A iniciativa - rejeitada pela oposição - tem como particularidade que a metade dos 500 constituintes serão eleitos de forma setorial, por sindicatos, organizações camponesas ou minorias sexuais. Os demais serão selecionados nas circunscrições regionais.
"Se sou trabalhador, a organização dos trabalhadores postula, mas o ato de votar é universal, direto, secreto e democrático", disse o constitucionalista Hermann Escarrá, integrante da comissão presidencial que promove o processo.

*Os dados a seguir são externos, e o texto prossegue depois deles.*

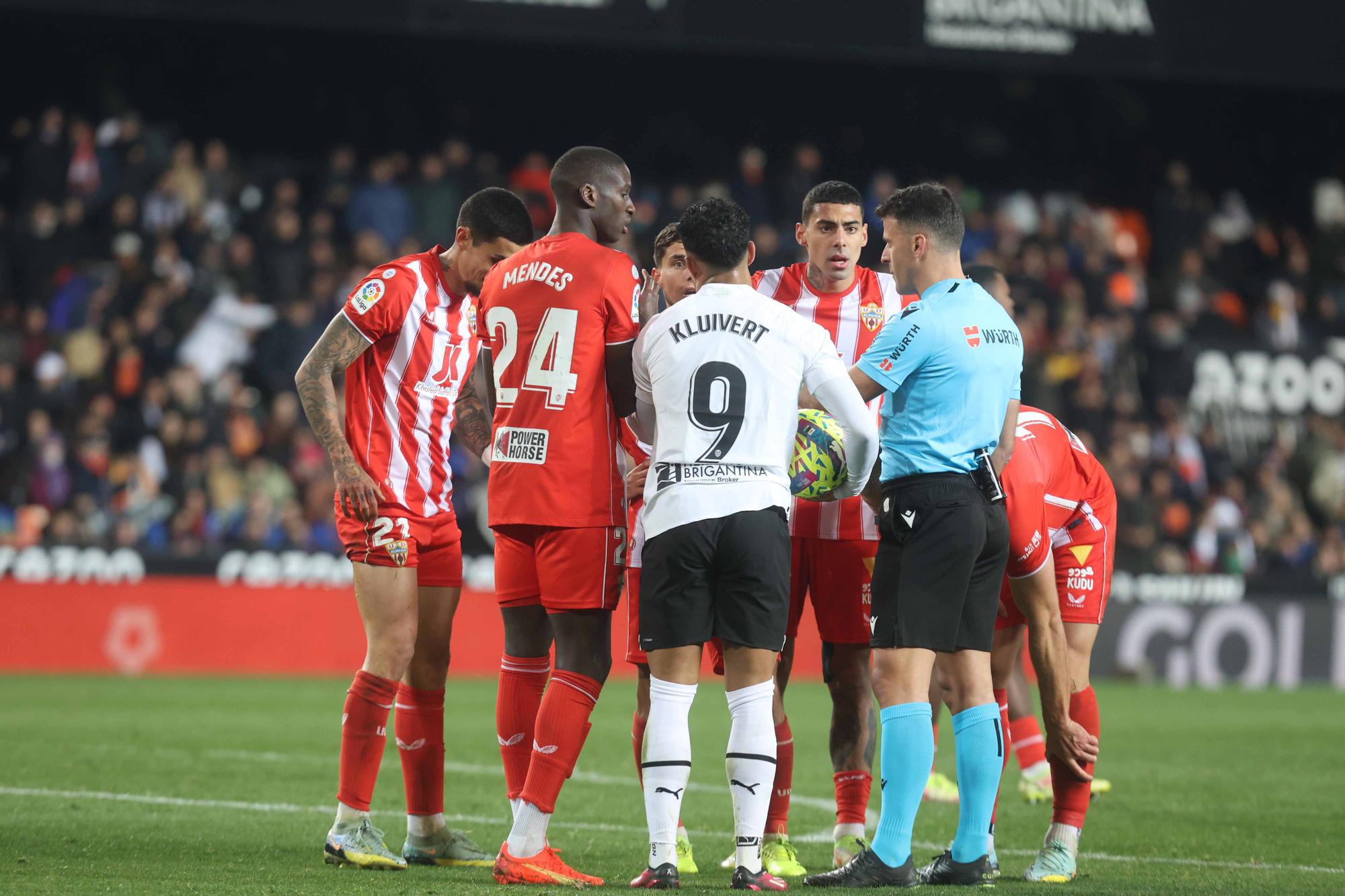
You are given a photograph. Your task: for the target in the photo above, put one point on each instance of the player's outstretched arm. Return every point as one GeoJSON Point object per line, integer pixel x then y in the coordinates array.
{"type": "Point", "coordinates": [843, 400]}
{"type": "Point", "coordinates": [484, 380]}
{"type": "Point", "coordinates": [337, 349]}
{"type": "Point", "coordinates": [1036, 596]}
{"type": "Point", "coordinates": [621, 378]}
{"type": "Point", "coordinates": [1004, 450]}
{"type": "Point", "coordinates": [644, 421]}
{"type": "Point", "coordinates": [471, 423]}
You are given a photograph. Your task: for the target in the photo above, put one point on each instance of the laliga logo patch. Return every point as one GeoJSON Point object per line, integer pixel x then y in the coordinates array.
{"type": "Point", "coordinates": [872, 317]}
{"type": "Point", "coordinates": [367, 295]}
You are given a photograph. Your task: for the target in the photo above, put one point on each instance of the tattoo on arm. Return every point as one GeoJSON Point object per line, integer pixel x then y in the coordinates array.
{"type": "Point", "coordinates": [471, 423]}
{"type": "Point", "coordinates": [337, 349]}
{"type": "Point", "coordinates": [485, 381]}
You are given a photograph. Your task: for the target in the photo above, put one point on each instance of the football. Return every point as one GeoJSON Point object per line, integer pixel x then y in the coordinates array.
{"type": "Point", "coordinates": [818, 460]}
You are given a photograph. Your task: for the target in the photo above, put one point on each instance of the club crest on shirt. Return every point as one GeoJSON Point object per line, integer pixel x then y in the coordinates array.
{"type": "Point", "coordinates": [367, 295]}
{"type": "Point", "coordinates": [872, 317]}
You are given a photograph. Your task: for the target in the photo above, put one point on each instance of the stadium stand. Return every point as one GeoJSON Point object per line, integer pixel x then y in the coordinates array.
{"type": "Point", "coordinates": [159, 291]}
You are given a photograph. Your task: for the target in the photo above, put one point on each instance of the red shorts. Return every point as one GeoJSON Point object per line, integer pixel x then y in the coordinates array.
{"type": "Point", "coordinates": [560, 569]}
{"type": "Point", "coordinates": [836, 575]}
{"type": "Point", "coordinates": [1083, 573]}
{"type": "Point", "coordinates": [430, 545]}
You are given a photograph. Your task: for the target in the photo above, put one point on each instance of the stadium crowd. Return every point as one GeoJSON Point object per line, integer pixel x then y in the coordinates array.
{"type": "Point", "coordinates": [158, 294]}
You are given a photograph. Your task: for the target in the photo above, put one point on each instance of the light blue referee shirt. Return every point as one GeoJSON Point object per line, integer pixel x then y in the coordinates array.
{"type": "Point", "coordinates": [950, 364]}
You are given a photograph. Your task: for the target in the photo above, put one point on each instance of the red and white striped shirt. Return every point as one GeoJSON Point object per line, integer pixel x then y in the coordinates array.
{"type": "Point", "coordinates": [400, 393]}
{"type": "Point", "coordinates": [852, 318]}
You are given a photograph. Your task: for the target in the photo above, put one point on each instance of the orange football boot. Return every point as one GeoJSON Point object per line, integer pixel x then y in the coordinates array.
{"type": "Point", "coordinates": [545, 868]}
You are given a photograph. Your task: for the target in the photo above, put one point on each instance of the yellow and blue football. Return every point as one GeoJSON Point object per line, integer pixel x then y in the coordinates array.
{"type": "Point", "coordinates": [818, 462]}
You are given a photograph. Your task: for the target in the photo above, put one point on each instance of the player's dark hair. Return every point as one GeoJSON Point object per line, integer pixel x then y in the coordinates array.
{"type": "Point", "coordinates": [835, 192]}
{"type": "Point", "coordinates": [930, 209]}
{"type": "Point", "coordinates": [983, 275]}
{"type": "Point", "coordinates": [718, 232]}
{"type": "Point", "coordinates": [666, 239]}
{"type": "Point", "coordinates": [582, 166]}
{"type": "Point", "coordinates": [494, 213]}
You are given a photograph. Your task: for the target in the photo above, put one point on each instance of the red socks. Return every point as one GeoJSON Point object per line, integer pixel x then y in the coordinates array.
{"type": "Point", "coordinates": [1003, 701]}
{"type": "Point", "coordinates": [852, 795]}
{"type": "Point", "coordinates": [778, 813]}
{"type": "Point", "coordinates": [1030, 747]}
{"type": "Point", "coordinates": [364, 731]}
{"type": "Point", "coordinates": [1071, 794]}
{"type": "Point", "coordinates": [420, 741]}
{"type": "Point", "coordinates": [562, 727]}
{"type": "Point", "coordinates": [517, 701]}
{"type": "Point", "coordinates": [638, 743]}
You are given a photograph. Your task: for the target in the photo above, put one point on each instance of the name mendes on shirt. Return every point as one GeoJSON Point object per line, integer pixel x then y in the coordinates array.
{"type": "Point", "coordinates": [750, 330]}
{"type": "Point", "coordinates": [1001, 337]}
{"type": "Point", "coordinates": [539, 272]}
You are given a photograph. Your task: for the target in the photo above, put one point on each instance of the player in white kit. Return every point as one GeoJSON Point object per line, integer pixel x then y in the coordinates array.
{"type": "Point", "coordinates": [718, 385]}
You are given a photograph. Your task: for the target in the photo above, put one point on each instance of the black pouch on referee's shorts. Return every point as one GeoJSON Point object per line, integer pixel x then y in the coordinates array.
{"type": "Point", "coordinates": [987, 478]}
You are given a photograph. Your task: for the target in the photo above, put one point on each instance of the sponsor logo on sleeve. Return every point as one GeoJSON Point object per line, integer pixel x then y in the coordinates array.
{"type": "Point", "coordinates": [1081, 579]}
{"type": "Point", "coordinates": [872, 317]}
{"type": "Point", "coordinates": [517, 446]}
{"type": "Point", "coordinates": [368, 295]}
{"type": "Point", "coordinates": [1032, 545]}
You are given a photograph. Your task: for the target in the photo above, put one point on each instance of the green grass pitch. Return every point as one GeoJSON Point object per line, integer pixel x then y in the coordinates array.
{"type": "Point", "coordinates": [185, 786]}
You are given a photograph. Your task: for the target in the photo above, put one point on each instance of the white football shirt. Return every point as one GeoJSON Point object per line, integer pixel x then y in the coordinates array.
{"type": "Point", "coordinates": [723, 369]}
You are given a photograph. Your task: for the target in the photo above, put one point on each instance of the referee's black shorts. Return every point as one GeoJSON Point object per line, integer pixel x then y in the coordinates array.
{"type": "Point", "coordinates": [727, 577]}
{"type": "Point", "coordinates": [941, 561]}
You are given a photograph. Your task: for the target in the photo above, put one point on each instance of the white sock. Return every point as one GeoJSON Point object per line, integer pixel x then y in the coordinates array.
{"type": "Point", "coordinates": [426, 825]}
{"type": "Point", "coordinates": [528, 837]}
{"type": "Point", "coordinates": [750, 762]}
{"type": "Point", "coordinates": [847, 830]}
{"type": "Point", "coordinates": [349, 814]}
{"type": "Point", "coordinates": [666, 764]}
{"type": "Point", "coordinates": [1067, 834]}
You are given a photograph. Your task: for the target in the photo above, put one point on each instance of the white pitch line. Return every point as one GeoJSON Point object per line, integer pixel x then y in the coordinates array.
{"type": "Point", "coordinates": [497, 771]}
{"type": "Point", "coordinates": [154, 799]}
{"type": "Point", "coordinates": [594, 778]}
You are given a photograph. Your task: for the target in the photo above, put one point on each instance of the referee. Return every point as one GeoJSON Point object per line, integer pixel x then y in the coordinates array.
{"type": "Point", "coordinates": [950, 370]}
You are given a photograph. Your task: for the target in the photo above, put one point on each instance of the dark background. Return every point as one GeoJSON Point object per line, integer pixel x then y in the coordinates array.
{"type": "Point", "coordinates": [293, 92]}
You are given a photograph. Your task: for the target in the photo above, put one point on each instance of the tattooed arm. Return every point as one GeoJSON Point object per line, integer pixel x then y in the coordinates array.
{"type": "Point", "coordinates": [338, 348]}
{"type": "Point", "coordinates": [471, 423]}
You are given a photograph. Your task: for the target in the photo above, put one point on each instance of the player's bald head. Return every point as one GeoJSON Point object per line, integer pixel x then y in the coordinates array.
{"type": "Point", "coordinates": [584, 166]}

Mas juristas como Enrique Sánchez consideram que não há o tal do voto universal, que envolva o total dos eleitores, com o governo "manipulando a eleição" dos constituintes.
Desta forma, haverá uma Assembleia "integrada fundamentalmente por setores do governo", cujas decisões permitirão sua permanência no poder, opina Sánchez.
Maduro entregará o Poder Eleitoral às bases para eleger os constituintes. Mas não está claro quando serão escolhidos e que método será aplicado para tal.
"Eleger por setores significa que serão vozes destes setores que escolherão os constituintes e isto contraria o que estabelece o caráter direto da Constituição", disse Sánchez.
Eleições no limbo
Escarrá garante que não se trata de uma "Assembleia concedida" a Maduro, cujo governo é rejeitado por sete a cada dez venezuelanos em meio à severa crise econômica que abala o país. Mas apesar da perda de apoio, o governo ainda exerce influência sobre as comunidades beneficiadas por seus programas sociais.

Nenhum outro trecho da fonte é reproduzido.